Dr. Dana Katz 2017-2018
Dr. Katz received her Ph.D. for her thesis on twelfth-century secular architecture in Norman Sicily in the Department of History of Art at the University of Toronto. Her extensive doctoral research in Palermo was supported by a Fulbright Award and a Samuel H. Kress Travel Fellowship. Further research areas include Crusader Jerusalem and the formation of medieval and Islamic art collections in Western Europe. Recent published work is on the exhibition of Islamic art in the nineteenth-century Museo Nazionale in Palermo, published in the Mitteilungen des Kunsthistorischen Institutes in Florenz.

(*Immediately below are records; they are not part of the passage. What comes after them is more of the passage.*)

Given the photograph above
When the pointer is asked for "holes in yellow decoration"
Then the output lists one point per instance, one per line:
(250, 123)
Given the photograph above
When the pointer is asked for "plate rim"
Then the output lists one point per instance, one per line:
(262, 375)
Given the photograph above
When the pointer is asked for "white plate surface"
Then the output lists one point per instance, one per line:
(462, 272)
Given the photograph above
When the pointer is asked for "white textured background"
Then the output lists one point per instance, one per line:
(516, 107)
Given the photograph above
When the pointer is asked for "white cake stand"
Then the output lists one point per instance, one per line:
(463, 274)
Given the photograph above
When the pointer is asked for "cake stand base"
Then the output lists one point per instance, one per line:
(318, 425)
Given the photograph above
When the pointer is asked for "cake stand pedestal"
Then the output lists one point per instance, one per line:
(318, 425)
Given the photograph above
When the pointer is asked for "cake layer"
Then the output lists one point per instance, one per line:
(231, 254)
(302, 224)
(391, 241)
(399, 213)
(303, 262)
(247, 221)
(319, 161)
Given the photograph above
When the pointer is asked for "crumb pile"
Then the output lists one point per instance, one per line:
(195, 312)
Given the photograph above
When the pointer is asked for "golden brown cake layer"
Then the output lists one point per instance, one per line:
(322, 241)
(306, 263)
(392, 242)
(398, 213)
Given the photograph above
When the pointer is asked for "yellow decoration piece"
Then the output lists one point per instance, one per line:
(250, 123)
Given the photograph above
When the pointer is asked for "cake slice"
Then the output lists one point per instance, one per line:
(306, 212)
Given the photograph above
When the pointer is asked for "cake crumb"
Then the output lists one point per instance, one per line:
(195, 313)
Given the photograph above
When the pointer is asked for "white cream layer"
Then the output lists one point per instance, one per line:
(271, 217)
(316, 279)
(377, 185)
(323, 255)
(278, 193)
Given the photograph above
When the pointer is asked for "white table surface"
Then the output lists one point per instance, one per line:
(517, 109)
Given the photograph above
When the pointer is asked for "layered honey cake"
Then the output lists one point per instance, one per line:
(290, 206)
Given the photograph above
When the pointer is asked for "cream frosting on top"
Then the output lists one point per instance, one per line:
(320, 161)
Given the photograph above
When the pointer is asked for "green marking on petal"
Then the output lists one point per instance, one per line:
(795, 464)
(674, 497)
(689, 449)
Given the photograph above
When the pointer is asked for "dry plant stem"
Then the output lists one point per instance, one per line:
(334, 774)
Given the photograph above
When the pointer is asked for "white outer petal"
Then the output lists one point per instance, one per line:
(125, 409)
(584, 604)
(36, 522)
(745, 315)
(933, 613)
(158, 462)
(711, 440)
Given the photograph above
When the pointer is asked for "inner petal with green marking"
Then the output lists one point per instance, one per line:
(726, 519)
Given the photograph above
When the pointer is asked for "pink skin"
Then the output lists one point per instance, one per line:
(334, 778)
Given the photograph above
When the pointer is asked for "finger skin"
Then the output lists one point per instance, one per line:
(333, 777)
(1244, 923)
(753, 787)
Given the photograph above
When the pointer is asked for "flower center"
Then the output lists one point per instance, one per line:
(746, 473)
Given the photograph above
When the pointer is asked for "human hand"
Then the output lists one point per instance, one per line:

During her time as a post-doctoral fellow at the HCMH, she will be preparing a manuscript on the royal parklands outside the medieval city of Palermo. A lost landscape of the medieval Mediterranean, the scope of the project includes a study of the relationship between the built environment and its surroundings as well as sources of water. Other work pursued at the Center is on the geographer al-Idrisi’s geographical treatise completed in the Norman court in Palermo known as the Tabula Rogeriana. A shorter study is a reinterpretation of the circumstances around the creation of Peter of Eboli’s epic poem, Liber ad honorem Augusti sive de rebus Siculis.